Formigoni non ci sta, «ritengo irrituale che il capo di un partito che ha fatto cadere la Giunta che ha lavorato bene possa pretendere di essere il candidato», dice con il consueto self control. Alla polemica sulla data del voto anticipato si unisce quella sul toto candidature con il Carroccio ad agitare il fantasma delle primarie. «Formigoni dice che sarebbe irrituale che Maroni si candidasse? Lasciamolo decidere ai cittadini lombardi, questo weekend nei 2.000 gazebo della Lega e, perchè no, fra qualche settimana ai gazebo di tutto il centrodestra», scrive su facebook il supermaroniano Matteo Salvini.

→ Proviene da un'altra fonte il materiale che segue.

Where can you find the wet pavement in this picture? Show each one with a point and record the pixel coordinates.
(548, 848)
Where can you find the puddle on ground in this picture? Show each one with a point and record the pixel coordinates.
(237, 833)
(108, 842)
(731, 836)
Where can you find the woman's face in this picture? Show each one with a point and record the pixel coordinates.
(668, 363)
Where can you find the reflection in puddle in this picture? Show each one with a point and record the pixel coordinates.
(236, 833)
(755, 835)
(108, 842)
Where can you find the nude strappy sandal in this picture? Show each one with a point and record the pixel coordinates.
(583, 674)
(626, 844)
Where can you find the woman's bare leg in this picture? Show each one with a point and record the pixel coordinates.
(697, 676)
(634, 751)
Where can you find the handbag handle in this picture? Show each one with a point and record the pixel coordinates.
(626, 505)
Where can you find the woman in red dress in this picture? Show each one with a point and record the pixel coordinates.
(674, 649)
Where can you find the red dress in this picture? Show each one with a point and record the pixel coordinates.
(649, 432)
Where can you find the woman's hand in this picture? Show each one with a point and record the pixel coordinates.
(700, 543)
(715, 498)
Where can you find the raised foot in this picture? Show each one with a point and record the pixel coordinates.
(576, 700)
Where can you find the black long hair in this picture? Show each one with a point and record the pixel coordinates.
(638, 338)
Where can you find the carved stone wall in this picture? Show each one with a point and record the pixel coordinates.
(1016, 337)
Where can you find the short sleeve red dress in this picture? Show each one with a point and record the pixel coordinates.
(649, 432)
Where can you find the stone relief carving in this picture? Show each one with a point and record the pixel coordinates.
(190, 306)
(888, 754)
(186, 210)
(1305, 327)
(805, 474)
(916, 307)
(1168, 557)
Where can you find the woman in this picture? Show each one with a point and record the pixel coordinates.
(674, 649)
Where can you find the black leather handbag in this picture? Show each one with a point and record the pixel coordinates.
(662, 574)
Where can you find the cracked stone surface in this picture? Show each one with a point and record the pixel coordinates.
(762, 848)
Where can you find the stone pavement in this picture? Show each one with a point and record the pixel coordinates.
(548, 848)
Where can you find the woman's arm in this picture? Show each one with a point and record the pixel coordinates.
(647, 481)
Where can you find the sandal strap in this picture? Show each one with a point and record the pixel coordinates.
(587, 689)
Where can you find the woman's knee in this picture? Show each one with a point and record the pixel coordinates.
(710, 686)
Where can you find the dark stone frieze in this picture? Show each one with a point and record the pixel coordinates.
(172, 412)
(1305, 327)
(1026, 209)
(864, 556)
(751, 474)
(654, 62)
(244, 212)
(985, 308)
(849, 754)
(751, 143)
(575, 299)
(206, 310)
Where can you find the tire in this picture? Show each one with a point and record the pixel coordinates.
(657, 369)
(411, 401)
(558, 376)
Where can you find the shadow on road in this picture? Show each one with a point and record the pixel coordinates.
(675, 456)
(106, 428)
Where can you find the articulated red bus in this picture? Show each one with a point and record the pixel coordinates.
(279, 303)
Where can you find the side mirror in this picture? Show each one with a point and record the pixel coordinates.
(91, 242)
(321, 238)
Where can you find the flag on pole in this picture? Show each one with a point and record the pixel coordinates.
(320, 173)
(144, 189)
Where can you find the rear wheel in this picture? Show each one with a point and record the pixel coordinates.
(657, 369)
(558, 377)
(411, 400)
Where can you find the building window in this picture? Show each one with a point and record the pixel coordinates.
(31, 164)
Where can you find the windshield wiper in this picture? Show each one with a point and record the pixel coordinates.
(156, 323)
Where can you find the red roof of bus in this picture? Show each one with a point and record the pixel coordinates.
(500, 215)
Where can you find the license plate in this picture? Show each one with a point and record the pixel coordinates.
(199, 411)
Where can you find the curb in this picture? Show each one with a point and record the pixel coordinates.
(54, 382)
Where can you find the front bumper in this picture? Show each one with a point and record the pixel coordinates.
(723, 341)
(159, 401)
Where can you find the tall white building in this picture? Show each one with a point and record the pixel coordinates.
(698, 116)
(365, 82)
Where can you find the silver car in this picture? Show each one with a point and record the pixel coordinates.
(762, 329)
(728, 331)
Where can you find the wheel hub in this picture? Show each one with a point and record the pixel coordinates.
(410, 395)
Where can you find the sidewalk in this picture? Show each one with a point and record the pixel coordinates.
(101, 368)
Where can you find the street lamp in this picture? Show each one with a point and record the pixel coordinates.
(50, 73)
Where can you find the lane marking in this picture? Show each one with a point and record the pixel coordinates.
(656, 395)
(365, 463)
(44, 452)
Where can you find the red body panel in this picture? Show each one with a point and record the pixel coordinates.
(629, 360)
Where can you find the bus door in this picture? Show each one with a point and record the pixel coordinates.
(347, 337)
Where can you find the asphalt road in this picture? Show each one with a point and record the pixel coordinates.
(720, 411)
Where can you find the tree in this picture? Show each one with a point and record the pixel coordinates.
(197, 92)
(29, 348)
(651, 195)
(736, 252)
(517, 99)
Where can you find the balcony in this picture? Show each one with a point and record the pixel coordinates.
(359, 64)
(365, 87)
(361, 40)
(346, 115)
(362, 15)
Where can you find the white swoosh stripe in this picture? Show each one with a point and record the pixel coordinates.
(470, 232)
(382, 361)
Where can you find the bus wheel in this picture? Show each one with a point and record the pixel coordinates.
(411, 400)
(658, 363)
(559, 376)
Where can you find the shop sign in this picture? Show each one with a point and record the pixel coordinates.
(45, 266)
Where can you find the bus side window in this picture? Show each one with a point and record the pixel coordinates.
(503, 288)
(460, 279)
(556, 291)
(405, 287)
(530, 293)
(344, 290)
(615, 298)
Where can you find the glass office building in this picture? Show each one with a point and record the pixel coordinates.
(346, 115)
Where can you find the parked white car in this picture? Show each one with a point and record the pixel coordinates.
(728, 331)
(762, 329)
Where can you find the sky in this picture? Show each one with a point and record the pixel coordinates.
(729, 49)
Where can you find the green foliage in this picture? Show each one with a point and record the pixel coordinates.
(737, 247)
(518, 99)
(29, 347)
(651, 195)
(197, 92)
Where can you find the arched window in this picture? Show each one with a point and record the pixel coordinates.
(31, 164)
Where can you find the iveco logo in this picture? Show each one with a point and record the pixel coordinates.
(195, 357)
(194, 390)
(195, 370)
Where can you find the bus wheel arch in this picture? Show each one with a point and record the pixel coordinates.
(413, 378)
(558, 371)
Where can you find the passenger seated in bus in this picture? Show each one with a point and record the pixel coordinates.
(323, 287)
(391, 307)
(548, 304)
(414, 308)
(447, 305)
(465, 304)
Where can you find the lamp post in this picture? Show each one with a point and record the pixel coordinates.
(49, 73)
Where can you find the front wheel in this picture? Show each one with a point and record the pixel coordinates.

Il Pdl non ha intenzione di cedere agli amici leghisti la Lombardia e intende osservare l’accordo non scritto sancito alle scorse regionali che prevedeva il Piemonte e il Veneto al Carroccio e la Lombardia al Pdl. Il che non significa – come chiariscono dal Pdl – che a cascata devono cadere le giunte di Piemonte e Veneto ma che l’intesa sulla Lombardia va rispettata. Alla Lega il partito di Alfano chiede serietà e coerenza senza escludere di poter continuare a lavorare insieme. Nessun problema in Piemonte, dove la giunta del leghista Roberto Cota è sostenuta dal Pdl. Da via dell’Umiltà confermano la rotta: elezioni anticipate il prima possibile e nessun coinvolgimento a cascata sulle altre regioni del Nord. «Prima si vota meglio è. Non si può tenere in sospeso una situazione così delicata per mesi»», chiarisce Altero Matteoli, «l’accordo con la Lega non ha retto. Quando si verificano situazioni di questo genere sono gli elettori che debbono assumersi le loro responsabilità». L’ex ministro ha escluso che ci sia un «effetto domino» con le altre regioni governate dal centrodestra: «la Guardia di Finanza sta controllando tutti i consigli regionali, sia quelli di centrodestra, sia quelli di centrosinistra. Non è colpa nostra se la maggioranza delle regioni è appannaggio del centrodestra, anzi questo è un merito politico». Sotto pressing nel pomeriggio Maroni stempera i toni confermando che l’esperienza di coalizione Lega-Pdl può continuare, «ma bisogna fare pulizia e mettere regole che impediscano di trovarci di nuovo un assessore arrestato perché colluso con la mafia, cosa che purtroppo è successa». Le regole – chiarisce il successore di Bossi – sono di controllo di chi si candida, che deve essere garantito con raggi x, y e z. «L’abbassamento della soglia dei controlli ha determinato l’infiltrazione della ‘ndrangheta. Prima che uno sia candidato deve passare il vaglio, come accade nella Lega. Da noi c’è un controllo politico e sociale dei candidati. Ma questo è compito dei partiti. Questo codice etico e morale, assolutamente irrinunciabile, deve essere adottato da tutti».